Une femme qui allait subir une transplantation vitale cœur-poumon a décidé qu’elle aussi pouvait sauver une vie.

Tammy Griffin, une Californienne de 51 ans, est atteinte de fibrose kystique et devait recevoir le cœur et les poumons d’un jeune homme de 21 ans qui venait de décéder.

Au départ, elle n’avait besoin que de poumons. Mais comme son cœur, qui fonctionnait pourtant bien, s’était déplacé dans une position anormale, une transplantation cœur-poumon était devenue essentielle pour sa survie.

«J’ai demandé si mon cœur était toujours fonctionnel, ils m’ont dit « oui, pas de problème », raconte Tammy. Alors pourquoi ne pourrais-je en faire don à quelqu’un?»

C’est là que son histoire a croisé celle de Linda Karr. Cette femme de 52 ans est aux prises avec une maladie génétique diagnostiquée il y a 20 ans. Résultat : sa santé périclite au point de ne plus pouvoir promener son chien.

Les deux femmes se sont donc retrouvées au même étage de l’hôpital de Stanford, prêtes à recevoir des organes qui leur sauveraient la vie, dans un cas rarissime de transplantations en domino.

«En tout, quelque 30 personnes sont impliquées dans ces deux interventions», relate le médecin responsable, Joseph Woo.

Trois équipes de chirurgiens à l’œuvre

Une équipe chirurgicale s’est occupée de retirer les poumons et le cœur au jeune donneur décédé. Une seconde équipe les a implantés dans le corps de Tammy, tandis qu’une troisième s’est affairée à transplanter le cœur de Tammy à Linda.
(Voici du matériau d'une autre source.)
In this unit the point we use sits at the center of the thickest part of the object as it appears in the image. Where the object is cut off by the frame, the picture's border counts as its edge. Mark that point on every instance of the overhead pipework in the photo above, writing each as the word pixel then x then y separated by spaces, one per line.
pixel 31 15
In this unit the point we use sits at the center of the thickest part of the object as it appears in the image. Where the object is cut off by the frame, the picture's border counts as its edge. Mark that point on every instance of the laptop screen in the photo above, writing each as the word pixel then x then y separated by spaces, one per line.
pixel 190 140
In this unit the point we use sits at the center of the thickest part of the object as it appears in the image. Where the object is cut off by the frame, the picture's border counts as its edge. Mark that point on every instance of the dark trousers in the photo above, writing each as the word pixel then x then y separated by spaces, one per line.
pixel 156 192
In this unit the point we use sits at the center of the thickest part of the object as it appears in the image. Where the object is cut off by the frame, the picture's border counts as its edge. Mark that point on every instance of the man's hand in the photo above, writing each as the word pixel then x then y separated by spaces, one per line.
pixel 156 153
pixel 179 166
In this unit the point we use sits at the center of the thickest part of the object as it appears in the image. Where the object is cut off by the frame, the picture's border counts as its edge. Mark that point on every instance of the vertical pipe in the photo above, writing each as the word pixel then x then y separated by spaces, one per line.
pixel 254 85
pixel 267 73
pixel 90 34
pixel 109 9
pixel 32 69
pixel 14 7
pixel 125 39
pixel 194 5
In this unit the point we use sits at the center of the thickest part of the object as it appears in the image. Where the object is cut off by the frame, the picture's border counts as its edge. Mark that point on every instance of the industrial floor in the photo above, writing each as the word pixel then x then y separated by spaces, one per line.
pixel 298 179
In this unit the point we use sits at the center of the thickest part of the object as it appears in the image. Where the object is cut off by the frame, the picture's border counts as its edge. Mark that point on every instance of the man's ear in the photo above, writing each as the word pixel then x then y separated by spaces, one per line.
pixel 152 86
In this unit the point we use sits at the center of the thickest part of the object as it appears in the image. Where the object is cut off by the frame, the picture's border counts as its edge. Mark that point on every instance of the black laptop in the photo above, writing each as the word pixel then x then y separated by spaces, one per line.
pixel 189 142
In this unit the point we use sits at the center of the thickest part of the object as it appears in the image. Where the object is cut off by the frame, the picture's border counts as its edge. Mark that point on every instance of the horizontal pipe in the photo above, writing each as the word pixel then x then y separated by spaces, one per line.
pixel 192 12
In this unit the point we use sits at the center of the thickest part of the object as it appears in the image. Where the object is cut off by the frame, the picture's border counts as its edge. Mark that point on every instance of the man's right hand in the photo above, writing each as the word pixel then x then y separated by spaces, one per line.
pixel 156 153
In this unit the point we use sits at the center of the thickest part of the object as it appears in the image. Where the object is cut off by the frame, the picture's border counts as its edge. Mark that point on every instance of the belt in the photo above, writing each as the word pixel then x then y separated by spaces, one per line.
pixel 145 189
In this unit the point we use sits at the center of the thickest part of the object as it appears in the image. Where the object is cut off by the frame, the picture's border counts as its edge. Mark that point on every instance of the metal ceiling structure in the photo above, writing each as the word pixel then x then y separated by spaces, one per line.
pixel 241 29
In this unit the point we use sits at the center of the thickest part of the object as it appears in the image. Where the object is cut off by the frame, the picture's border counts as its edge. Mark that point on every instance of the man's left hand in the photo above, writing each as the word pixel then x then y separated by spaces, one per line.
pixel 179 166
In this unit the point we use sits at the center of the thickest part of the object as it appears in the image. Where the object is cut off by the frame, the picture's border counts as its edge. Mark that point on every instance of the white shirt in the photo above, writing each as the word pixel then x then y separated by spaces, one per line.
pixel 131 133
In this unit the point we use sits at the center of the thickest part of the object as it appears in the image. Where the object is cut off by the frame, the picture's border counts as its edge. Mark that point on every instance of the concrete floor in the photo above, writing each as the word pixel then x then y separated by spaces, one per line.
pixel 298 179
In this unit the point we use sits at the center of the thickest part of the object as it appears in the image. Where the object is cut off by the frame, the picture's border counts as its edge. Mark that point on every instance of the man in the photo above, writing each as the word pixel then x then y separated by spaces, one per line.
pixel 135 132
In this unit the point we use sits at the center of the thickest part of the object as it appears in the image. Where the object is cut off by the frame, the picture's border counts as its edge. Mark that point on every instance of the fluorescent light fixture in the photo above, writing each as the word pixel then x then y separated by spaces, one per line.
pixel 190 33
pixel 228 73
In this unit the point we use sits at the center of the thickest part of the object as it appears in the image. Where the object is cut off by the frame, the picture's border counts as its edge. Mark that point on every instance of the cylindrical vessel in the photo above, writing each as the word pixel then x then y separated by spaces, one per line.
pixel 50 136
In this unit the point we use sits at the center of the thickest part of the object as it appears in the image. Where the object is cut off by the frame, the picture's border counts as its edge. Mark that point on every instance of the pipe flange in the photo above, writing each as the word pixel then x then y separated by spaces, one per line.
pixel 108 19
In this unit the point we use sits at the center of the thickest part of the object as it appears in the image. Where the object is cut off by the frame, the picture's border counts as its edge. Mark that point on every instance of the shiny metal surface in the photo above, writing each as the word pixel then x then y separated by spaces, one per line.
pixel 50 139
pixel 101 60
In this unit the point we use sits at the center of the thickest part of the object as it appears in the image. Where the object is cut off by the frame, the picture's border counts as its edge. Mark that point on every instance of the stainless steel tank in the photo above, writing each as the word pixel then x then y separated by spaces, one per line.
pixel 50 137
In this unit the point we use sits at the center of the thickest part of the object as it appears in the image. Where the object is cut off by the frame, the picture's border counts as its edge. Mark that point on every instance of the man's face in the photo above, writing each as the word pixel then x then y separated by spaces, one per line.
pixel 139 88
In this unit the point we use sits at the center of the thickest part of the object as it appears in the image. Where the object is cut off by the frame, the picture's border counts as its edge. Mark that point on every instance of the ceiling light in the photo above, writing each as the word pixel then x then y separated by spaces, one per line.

«C’est une situation qui ne se produit pratiquement qu’une seule fois dans une vie», affirme le Dr Woo, qui rappelle que la dernière transplantation de ce type à survenir à Stanford a été effectuée il y a 22 ans.

Même si d’habitude l’identité des donneurs et receveurs demeure confidentielle, Tammy et Linda ont tenu toutes les deux à se rencontrer. Deux mois après leur opération spectaculaire, la rencontre a eu lieu. «Oui, c’était très émotif», dit Linda, avec un large sourire au visage et les yeux brillants.

«Je pense que la plupart des gens dans cette situation ne connaîtront jamais la personne qui leur a donné un organe», souligne Linda.

Les deux quinquagénaires doivent encore porter un masque à l’extérieur afin de permettre à leur guérison de se poursuivre. Mais Linda a recommencé doucement à sortir son chien.